My research focuses on the development of deep learning algorithms for the automatic classification of cytoarchitectonic areas in high-resolution microscopy images of histological human brain sections.
The human brain can be subdivided into cytoarchitectonic areas, defined by the spatial organization of neuronal cells, including their distribution, size, type, orientation, as well as their arrangement into distinct cortical layers and columns. Cytoarchitectonic areas are indicators of brain connectivity and function, making them an important microstructural reference for multi-modal brain atlases. They can be analyzed based on high-resolution microscopic scans of histological brain sections, obtained by cutting postmortem human brains into thin slices and staining them for cell bodies.

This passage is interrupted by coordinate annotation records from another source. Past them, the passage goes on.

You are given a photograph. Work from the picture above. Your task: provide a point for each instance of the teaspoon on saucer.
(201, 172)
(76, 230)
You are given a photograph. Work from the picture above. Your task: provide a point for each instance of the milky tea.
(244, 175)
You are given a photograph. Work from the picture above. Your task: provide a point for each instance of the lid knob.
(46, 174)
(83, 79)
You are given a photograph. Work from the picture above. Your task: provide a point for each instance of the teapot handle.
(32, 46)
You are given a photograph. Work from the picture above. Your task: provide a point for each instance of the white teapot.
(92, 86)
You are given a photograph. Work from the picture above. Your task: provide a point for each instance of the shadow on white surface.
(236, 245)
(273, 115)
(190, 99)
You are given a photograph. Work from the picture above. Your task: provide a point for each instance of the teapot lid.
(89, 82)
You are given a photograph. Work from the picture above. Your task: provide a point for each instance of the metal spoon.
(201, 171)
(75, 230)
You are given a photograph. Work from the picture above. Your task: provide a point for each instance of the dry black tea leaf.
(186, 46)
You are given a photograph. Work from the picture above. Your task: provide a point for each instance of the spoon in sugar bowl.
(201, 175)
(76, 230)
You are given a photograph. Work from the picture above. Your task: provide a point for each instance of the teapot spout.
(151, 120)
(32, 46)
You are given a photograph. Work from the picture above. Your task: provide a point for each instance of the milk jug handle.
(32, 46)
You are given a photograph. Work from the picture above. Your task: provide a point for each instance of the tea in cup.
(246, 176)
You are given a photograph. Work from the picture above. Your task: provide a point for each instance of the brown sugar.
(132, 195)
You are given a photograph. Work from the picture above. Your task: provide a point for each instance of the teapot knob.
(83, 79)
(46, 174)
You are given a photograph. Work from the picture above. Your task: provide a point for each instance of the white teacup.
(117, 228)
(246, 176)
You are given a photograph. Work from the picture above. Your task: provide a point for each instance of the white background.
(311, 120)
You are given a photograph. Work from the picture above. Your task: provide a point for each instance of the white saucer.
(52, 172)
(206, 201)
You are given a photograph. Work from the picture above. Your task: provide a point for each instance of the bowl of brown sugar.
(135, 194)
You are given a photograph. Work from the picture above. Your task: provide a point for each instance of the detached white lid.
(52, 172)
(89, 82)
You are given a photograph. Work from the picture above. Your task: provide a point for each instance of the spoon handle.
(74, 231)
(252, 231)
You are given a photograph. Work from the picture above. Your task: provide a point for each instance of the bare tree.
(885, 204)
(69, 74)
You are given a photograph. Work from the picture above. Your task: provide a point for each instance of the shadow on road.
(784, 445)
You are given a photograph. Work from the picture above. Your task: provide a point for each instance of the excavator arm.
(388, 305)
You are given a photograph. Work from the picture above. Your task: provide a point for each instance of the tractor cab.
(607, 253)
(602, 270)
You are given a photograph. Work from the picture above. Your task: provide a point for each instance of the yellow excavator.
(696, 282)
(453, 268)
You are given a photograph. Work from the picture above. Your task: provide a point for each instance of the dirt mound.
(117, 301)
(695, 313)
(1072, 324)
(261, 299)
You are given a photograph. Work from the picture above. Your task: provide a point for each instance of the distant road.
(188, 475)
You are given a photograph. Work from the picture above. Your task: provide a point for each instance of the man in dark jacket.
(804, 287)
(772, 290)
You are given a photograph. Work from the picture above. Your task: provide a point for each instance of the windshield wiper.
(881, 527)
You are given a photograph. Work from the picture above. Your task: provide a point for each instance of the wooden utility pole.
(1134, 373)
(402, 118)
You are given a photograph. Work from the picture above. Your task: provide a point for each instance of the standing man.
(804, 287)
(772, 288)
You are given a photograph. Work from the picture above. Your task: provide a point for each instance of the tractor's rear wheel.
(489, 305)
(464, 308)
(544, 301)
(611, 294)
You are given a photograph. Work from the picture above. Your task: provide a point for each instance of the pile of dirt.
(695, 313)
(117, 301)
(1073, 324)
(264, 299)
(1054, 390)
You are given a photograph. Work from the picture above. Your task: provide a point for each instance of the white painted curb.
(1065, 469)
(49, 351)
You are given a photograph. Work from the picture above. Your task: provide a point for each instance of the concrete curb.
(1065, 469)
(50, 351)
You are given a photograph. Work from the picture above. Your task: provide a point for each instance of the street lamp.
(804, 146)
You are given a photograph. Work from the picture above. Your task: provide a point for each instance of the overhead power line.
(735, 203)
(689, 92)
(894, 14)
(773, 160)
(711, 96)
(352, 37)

The large inter-individual variability between brains necessitates the analysis of multiple brains to obtain a general picture of the human cytoarchitectonic organization. Modern high-throughput scanners allow large-scale acquisition of microscopic image data, but established cytoarchitecture analysis methods are not suitable for handling the resulting large amounts of data. This motivates the development of methods for automated cytoarchitecture analysis based on deep learning.
I develop deep learning methods to extract meaningful microstructural features from high-resolution microscopic images, which provide the foundation for automatic cytoarchitecture classification and the development of novel data-driven brain parcellations. I use contrastive learning with convolutional neural networks to extract cytoarchitectonic features, and apply graph neural networks to integrate learned features with 3D brain topology. In addition, I develop HPC workflows to handle large amounts of image data, and develop applications that provide users a way to interactively apply the developed deep learning methods.